# Trade Winds Cruise Club Contract Problems



## chrispy (Mar 14, 2008)

Has anyone had any trouble with Tradewinds Cruise Club contracts? We signed a contract in 2006 for 1.2 million points to be deposited in intervals of 104,000 "as many times a year as you desire". They can no  longer honor this contract claiming RCI won't let them. They have offered to convert us to weeks (no thanks) or straight RCI points with no affiliation to TradeWinds meaning we would have to exchange points directly with RCI and have no TradeWinds membership rights.  Anyone else experiencing anything like this? Any advice?


----------



## JoyceFNP (Mar 20, 2008)

*tradewinds problems*

Crispy
I have heard just the opposite.  All the original members with tradewinds were forced to exchange to points from weeks, and they lost some of their membership benefits because they developed multiple levels of membership.  We were on a boat in the Grenedines last year with 2 sets of members who basically fought it, and refused to change.  I guess Tradewinds has agreed to honor their original membership.  Are you a member of the TWCC group on Yahoo?  There aren't a lot of postings, but from what I can tell from the messages, one of the posters is associated with Tradewinds.  You have to join the group to post.  Just go to yahoo and look for groups. 

Please keep me informed.  I find it interesting that a very few years ago everyone was forced to points, and now they are forcing them back to weeks. Not very member friendly, is it?
Joyce


----------



## jr4seasons (Mar 15, 2009)

*Been a TW Owner since 2004, & I was not forced to convert my weeks contract to points*

I've owned in TradeWinds Cruise Club since 2004...one of the earlier members.  

I bought, and still have, a 'weeks' contract.  I was never forced to convert to a 'points' contract.  When they introduced this new product (points based contracts) they did ask me if I wanted to convert; but certainly I was not forced to.


----------



## Sandy VDH (Mar 18, 2009)

chrispy said:


> Has anyone had any trouble with Tradewinds Cruise Club contracts? We signed a contract in 2006 for 1.2 million points to be deposited in intervals of 104,000 "as many times a year as you desire". They can no  longer honor this contract claiming RCI won't let them. They have offered to convert us to weeks (no thanks) or straight RCI points with no affiliation to TradeWinds meaning we would have to exchange points directly with RCI and have no TradeWinds membership rights.  Anyone else experiencing anything like this? Any advice?

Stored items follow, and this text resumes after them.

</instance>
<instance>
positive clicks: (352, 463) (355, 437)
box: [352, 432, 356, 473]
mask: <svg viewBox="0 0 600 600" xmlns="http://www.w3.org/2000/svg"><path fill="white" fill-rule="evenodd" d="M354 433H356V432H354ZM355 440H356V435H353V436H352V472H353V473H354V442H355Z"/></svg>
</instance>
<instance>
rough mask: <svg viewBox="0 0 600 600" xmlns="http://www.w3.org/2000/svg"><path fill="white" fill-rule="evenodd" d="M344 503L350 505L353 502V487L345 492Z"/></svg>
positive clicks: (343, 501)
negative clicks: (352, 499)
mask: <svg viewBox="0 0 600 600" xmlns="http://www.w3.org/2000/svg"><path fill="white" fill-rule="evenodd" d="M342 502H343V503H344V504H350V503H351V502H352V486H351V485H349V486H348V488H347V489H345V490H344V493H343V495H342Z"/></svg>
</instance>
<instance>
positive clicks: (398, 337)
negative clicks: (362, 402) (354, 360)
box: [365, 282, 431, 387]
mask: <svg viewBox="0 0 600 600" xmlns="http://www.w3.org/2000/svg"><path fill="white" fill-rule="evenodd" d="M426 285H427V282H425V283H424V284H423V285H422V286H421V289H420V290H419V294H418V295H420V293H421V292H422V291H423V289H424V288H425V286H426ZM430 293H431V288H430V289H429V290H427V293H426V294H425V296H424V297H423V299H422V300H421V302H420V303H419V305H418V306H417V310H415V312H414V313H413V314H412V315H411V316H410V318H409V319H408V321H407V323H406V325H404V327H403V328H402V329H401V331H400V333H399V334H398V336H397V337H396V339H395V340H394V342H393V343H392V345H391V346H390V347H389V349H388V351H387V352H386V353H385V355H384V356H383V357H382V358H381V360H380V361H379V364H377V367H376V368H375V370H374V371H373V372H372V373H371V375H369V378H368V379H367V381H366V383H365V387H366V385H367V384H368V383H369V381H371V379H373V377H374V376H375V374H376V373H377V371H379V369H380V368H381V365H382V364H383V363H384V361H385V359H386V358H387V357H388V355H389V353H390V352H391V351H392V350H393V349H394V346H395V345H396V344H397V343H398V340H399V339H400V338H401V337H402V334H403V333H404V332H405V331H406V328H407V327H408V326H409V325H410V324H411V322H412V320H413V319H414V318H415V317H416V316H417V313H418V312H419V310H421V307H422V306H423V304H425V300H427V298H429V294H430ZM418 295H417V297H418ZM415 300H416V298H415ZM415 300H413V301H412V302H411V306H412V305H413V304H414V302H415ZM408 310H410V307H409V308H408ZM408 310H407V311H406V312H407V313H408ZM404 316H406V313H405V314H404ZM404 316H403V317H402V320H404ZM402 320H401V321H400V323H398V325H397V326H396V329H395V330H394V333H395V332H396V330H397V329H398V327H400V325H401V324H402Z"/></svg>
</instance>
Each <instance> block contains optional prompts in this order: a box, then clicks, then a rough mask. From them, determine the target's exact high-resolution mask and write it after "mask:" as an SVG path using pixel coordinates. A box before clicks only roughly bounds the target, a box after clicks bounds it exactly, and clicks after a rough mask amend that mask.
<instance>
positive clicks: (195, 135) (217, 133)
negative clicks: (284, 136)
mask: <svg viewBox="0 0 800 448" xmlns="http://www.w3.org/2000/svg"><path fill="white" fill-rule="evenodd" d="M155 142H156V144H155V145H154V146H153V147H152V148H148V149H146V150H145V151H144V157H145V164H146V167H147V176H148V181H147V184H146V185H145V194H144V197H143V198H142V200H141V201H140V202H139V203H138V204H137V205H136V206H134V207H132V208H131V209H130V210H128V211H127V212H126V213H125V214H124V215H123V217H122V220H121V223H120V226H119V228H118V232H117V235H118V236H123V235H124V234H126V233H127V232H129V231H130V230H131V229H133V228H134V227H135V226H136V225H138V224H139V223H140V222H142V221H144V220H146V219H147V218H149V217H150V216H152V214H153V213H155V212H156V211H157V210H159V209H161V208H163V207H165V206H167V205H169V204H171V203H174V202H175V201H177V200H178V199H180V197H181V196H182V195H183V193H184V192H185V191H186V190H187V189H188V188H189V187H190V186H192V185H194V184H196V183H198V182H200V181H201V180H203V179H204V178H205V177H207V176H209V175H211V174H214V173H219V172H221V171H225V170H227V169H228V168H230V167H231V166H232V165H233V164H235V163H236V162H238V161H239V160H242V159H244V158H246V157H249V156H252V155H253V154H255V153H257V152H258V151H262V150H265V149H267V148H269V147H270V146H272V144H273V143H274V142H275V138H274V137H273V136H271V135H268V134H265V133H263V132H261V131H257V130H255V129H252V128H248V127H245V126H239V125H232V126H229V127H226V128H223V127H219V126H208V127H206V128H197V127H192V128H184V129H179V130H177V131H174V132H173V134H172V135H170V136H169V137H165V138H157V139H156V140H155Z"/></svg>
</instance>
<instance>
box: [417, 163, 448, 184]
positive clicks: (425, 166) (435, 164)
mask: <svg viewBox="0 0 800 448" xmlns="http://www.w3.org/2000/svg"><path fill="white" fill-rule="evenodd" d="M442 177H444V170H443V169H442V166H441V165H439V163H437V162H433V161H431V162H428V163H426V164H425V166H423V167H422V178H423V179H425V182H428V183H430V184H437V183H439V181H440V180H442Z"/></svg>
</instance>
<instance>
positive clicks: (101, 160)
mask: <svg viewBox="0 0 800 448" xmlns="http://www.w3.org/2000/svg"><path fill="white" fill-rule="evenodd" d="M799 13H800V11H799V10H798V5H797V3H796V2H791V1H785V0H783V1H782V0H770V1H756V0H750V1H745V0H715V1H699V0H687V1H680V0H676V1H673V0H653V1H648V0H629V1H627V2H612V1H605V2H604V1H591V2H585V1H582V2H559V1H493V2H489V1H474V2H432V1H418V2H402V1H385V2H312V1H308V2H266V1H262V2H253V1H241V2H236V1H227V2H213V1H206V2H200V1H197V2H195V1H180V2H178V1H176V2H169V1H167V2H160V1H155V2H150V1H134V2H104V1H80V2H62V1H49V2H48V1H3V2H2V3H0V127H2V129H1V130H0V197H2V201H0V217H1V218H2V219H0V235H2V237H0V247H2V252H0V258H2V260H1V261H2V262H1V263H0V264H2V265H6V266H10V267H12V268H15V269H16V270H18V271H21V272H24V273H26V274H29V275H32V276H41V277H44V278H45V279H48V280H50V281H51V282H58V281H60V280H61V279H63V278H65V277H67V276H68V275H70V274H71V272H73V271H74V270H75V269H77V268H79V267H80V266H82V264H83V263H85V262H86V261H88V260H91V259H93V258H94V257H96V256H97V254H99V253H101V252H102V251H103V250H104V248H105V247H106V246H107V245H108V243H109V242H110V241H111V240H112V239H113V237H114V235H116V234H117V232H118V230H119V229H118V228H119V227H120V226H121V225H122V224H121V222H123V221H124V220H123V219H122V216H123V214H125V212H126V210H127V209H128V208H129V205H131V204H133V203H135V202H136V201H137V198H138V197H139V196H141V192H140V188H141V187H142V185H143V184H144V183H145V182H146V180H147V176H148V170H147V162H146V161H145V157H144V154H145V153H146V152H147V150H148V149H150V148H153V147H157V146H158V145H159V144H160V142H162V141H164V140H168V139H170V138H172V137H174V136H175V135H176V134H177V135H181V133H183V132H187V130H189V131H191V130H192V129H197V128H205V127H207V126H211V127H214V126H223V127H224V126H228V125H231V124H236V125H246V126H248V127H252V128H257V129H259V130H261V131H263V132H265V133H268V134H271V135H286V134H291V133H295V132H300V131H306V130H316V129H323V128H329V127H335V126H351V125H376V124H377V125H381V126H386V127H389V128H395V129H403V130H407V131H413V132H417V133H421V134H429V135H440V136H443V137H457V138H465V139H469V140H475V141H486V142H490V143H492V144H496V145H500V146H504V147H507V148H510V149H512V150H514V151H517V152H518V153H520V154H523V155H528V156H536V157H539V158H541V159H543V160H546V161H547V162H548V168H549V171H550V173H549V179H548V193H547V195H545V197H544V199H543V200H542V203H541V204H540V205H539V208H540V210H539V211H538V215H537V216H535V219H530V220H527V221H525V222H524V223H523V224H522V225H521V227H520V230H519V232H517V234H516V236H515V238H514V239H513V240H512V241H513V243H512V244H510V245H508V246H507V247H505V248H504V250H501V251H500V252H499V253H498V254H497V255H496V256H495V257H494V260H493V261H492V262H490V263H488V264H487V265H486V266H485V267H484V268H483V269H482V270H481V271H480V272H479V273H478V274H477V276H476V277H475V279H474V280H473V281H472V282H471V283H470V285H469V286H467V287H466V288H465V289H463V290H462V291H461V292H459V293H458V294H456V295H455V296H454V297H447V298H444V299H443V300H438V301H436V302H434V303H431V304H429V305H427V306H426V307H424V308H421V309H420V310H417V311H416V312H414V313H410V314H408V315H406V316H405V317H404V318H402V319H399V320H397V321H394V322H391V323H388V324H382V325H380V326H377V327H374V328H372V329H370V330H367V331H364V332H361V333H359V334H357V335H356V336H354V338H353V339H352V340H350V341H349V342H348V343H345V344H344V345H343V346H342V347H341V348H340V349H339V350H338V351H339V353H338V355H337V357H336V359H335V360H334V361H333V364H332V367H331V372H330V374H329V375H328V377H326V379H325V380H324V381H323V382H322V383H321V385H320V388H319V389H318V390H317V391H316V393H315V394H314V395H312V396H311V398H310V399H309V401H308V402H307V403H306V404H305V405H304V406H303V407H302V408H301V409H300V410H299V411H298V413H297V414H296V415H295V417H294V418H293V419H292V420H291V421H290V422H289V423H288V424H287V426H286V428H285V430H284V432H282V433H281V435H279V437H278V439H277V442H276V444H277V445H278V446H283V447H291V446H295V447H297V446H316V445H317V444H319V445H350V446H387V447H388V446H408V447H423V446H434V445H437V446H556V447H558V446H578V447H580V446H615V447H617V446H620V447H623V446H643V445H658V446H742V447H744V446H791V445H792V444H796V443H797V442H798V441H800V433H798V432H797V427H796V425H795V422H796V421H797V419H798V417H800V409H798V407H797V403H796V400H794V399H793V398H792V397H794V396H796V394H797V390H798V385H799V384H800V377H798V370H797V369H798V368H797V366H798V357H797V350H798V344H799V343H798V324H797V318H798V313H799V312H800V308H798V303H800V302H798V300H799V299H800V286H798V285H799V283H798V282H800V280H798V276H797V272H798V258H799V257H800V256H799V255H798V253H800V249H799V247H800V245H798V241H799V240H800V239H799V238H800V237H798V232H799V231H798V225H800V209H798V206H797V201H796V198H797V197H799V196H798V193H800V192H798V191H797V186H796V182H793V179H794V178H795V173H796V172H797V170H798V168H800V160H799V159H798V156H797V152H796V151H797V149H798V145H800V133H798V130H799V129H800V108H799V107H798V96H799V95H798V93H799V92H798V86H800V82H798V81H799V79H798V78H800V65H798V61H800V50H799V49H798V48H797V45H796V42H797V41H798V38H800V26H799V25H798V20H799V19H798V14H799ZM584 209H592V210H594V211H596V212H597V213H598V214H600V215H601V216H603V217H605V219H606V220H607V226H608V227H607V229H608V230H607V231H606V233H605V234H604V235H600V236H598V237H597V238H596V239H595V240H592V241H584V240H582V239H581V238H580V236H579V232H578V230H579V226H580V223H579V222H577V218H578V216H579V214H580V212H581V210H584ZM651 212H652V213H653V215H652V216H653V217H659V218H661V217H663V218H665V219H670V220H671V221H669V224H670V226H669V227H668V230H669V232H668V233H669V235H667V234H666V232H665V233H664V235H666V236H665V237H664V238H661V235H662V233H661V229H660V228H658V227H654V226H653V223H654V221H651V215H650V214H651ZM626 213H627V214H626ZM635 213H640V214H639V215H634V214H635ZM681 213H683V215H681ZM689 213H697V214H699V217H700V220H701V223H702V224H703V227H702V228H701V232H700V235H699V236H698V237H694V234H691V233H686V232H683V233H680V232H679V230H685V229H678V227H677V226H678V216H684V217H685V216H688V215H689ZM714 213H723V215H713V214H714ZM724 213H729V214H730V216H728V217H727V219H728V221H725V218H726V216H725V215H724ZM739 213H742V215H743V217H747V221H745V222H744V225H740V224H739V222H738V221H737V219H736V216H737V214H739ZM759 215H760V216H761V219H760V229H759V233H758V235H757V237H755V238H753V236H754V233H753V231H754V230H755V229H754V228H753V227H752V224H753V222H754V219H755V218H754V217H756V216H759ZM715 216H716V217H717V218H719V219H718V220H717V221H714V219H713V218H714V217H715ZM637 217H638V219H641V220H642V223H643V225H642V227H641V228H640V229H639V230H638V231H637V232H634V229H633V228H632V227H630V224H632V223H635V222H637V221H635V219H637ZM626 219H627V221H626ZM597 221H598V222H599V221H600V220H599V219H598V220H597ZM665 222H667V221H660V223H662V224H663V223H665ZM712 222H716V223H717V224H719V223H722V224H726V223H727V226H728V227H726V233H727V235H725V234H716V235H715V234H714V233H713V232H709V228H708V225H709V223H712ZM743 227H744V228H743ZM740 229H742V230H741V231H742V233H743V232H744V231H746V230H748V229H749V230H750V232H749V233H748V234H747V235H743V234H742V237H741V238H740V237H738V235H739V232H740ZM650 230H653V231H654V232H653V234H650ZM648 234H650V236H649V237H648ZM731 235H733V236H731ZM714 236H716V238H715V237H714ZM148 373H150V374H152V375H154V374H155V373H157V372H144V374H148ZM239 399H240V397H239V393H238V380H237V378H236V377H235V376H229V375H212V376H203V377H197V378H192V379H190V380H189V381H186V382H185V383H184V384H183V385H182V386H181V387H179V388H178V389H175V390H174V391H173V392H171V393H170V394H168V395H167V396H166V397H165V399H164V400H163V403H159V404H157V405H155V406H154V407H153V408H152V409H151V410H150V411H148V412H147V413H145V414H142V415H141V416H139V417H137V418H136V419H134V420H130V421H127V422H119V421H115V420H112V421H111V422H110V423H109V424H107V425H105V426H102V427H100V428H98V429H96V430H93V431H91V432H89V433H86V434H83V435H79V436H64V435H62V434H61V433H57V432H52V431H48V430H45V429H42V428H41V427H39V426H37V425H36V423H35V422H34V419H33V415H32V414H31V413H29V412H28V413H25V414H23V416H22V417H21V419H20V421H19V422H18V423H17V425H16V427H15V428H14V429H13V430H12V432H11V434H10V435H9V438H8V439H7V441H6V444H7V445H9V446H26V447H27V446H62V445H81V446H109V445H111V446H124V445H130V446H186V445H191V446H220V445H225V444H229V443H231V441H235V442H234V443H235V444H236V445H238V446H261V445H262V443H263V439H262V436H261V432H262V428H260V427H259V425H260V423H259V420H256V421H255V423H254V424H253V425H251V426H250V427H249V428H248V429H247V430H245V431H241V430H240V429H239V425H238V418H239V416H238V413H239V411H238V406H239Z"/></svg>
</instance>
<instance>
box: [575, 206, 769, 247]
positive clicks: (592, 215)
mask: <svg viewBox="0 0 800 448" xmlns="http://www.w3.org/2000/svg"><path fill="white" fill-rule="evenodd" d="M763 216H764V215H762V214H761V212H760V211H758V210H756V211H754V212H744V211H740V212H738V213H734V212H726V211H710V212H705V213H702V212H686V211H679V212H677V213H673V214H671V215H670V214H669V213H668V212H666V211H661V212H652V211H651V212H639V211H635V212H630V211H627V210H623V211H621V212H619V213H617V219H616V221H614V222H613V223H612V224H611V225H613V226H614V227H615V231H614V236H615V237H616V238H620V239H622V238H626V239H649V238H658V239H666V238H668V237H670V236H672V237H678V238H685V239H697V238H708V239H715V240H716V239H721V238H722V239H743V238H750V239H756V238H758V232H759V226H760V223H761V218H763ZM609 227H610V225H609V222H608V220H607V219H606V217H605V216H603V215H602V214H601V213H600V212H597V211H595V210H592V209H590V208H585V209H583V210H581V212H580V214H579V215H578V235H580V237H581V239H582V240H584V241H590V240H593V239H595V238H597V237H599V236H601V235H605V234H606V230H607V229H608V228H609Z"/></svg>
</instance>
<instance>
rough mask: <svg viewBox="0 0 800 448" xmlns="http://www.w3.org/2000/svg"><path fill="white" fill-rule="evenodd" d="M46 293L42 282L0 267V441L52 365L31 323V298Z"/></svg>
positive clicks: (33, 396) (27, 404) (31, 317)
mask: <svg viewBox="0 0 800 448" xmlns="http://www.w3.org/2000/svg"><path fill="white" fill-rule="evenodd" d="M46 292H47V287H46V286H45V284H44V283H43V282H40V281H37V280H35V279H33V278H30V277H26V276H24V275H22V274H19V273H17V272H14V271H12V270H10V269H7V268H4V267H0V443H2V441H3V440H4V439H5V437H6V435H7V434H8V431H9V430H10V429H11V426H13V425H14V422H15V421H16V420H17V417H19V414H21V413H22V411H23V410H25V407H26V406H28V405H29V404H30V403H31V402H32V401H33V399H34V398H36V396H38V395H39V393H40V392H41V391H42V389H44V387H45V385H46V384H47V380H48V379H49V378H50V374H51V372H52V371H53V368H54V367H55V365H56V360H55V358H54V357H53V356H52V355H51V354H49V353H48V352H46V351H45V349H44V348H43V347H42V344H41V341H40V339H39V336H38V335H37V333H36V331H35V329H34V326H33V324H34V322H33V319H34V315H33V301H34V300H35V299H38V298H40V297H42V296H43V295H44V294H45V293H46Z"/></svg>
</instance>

Something does sound right.  Perhaps it is a miscommunication or understanding.

I have a TWCC membership still in RCI points.  I can't accelerate my deposits into RCI, I can only use what I am contractually obligated to, 1 week a year.  I can however accelerate my usage within TWCC if I wish.  

I still have my RCI points access and my TWCC point club access as well.  Actually when we added the additional week they added it to a weeks account, which I do not use.  So I have an 2.5 Million point TWCC membership that 1 week is affiliated with RCI points and 1 week that is RCI weeks.

I have only used 1 week in RCI points so far the rest has been used in TWCC.

As far as I know new memberships are now with RCI weeks not points, but if you had a RCI points affiliated membership you could keep it.  There are also TWCC points, different animal.  Some member are TWCC points members, some are classic members who never converted to the TWCC point system.


----------